## Complaint Categorization Baseline Model

Fast and efficient handling of complaints on consumer forums is vital to commerce industry today. This notebook presents a baseline approach towards solving this problem. Consumer complaints on financial products is taken as the dataset to establish results.

Tf-idf (term frequency times inverse document frequency) scheme to weight individual tokens is often used in information retrieval. One of the advantage of tf-idf is reduce the impact of tokens that occur very frequently, hence offering little to none in terms of information.
The tf-idf of term 't' in document 'd' is tf-idf(d, t) = tf(t) * idf(d, t), where tf(t) is the number of times t occurs while idf is given by idf(d, t) = log [(1 + n) / (1 + df(d,t) + 1] 

In [1]:
from sklearn.feature_extraction.text import TfidfVectorizer
from sklearn.model_selection import train_test_split

# Importing pandas for operating on dataset
import pandas as pd

complaints_df = pd.read_csv('complaints.csv')

### Typical Complaint

In [2]:
complaints_df['Consumer complaint narrative'][1]

"I purchased a new car on XXXX XXXX. The car dealer called Citizens Bank to get a 10 day payoff on my loan, good till XXXX XXXX. The dealer sent the check the next day. When I balanced my checkbook on XXXX XXXX. I noticed that Citizens bank had taken the automatic payment out of my checking account at XXXX XXXX XXXX Bank. I called Citizens and they stated that they did not close the loan until XXXX XXXX. ( stating that they did not receive the check until XXXX. XXXX. ). I told them that I did not believe that the check took that long to arrive. XXXX told me a check was issued to me for the amount overpaid, they deducted additional interest. Today ( XXXX XXXX, ) I called Citizens Bank again and talked to a supervisor named XXXX, because on XXXX XXXX. I received a letter that the loan had been paid in full ( dated XXXX, XXXX ) but no refund check was included. XXXX stated that they hold any over payment for 10 business days after the loan was satisfied and that my check would be mailed o

### Categories

In [3]:
print(complaints_df.Product.unique())

['Credit reporting' 'Consumer Loan' 'Debt collection' 'Mortgage'
 'Credit card' 'Other financial service' 'Bank account or service'
 'Student loan' 'Money transfers' 'Payday loan' 'Prepaid card'
 'Virtual currency'
 'Credit reporting, credit repair services, or other personal consumer reports'
 'Credit card or prepaid card' 'Checking or savings account'
 'Payday loan, title loan, or personal loan'
 'Money transfer, virtual currency, or money service'
 'Vehicle loan or lease']


### Train-test split
15% of the total data is used as validation data while the remaining as training. This leads to 152809 training instances while 26967 validation instances.

In [4]:
X_train, X_test, y_train, y_test = train_test_split(
    complaints_df['Consumer complaint narrative'].values, complaints_df['Product'].values, 
    test_size=0.15, random_state=0)
print('Training utterances: {}'.format(X_train.shape[0]))
print('Validation utterances: {}'.format(X_test.shape[0]))

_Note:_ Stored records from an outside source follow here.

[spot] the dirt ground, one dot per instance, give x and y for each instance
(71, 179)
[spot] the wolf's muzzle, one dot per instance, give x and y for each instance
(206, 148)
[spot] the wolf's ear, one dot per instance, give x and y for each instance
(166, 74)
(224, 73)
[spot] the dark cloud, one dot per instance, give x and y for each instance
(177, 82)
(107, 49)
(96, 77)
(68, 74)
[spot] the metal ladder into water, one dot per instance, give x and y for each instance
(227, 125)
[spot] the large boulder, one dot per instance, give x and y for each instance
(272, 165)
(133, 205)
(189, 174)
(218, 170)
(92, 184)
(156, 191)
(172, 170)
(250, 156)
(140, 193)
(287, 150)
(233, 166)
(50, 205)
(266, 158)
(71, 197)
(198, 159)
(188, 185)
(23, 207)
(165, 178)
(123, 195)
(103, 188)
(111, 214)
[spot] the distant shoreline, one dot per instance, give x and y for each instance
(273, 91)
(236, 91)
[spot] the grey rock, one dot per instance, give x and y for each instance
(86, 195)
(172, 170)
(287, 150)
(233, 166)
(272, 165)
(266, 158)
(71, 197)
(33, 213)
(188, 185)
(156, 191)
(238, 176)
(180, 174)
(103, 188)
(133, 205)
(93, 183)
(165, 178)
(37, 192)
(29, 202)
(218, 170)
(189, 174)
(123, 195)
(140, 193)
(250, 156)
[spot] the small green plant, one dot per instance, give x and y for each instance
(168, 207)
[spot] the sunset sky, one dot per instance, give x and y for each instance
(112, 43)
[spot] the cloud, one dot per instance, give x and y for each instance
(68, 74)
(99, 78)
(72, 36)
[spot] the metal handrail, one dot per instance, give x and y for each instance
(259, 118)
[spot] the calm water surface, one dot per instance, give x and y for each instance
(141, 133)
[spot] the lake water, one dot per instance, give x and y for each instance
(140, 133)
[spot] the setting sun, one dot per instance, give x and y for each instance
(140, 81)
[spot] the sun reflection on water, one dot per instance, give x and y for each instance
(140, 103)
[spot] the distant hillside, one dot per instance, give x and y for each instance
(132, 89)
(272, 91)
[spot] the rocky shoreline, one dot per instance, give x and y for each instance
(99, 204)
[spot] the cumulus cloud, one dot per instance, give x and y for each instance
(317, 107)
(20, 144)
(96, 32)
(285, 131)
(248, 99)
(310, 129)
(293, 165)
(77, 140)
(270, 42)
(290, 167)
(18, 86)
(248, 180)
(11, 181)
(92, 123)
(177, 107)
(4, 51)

Training utterances: 152809
Validation utterances: 26967


### Calculating tf-idf scores
Calculating tf-idf scores for each unique token in the dataset and creating frequency chart for each utterance in the dataset.

In [5]:
vectorizer = TfidfVectorizer()
vectorizer.fit(X_train)

TfidfVectorizer()

In [6]:
X_train = vectorizer.transform(X_train)
X_test = vectorizer.transform(X_test)
X_train, X_test

(<152809x76350 sparse matrix of type '<class 'numpy.float64'>'
 	with 13864799 stored elements in Compressed Sparse Row format>,
 <26967x76350 sparse matrix of type '<class 'numpy.float64'>'
 	with 2447784 stored elements in Compressed Sparse Row format>)

### Feature Selection

In [7]:
from sklearn.feature_selection import SelectKBest, chi2

ch2 = SelectKBest(chi2, k=5000)
X_train = ch2.fit_transform(X_train, y_train)
X_test = ch2.transform(X_test)

X_train, X_test

(<152809x5000 sparse matrix of type '<class 'numpy.float64'>'
 	with 10780400 stored elements in Compressed Sparse Row format>,
 <26967x5000 sparse matrix of type '<class 'numpy.float64'>'
 	with 1907878 stored elements in Compressed Sparse Row format>)

### Naive Bayes

In [8]:
from sklearn.naive_bayes import MultinomialNB
from sklearn.metrics import accuracy_score
clf = MultinomialNB()
clf.fit(X_train, y_train)
pred = clf.predict(X_test)
print(accuracy_score(y_test, pred))

0.7656024029369229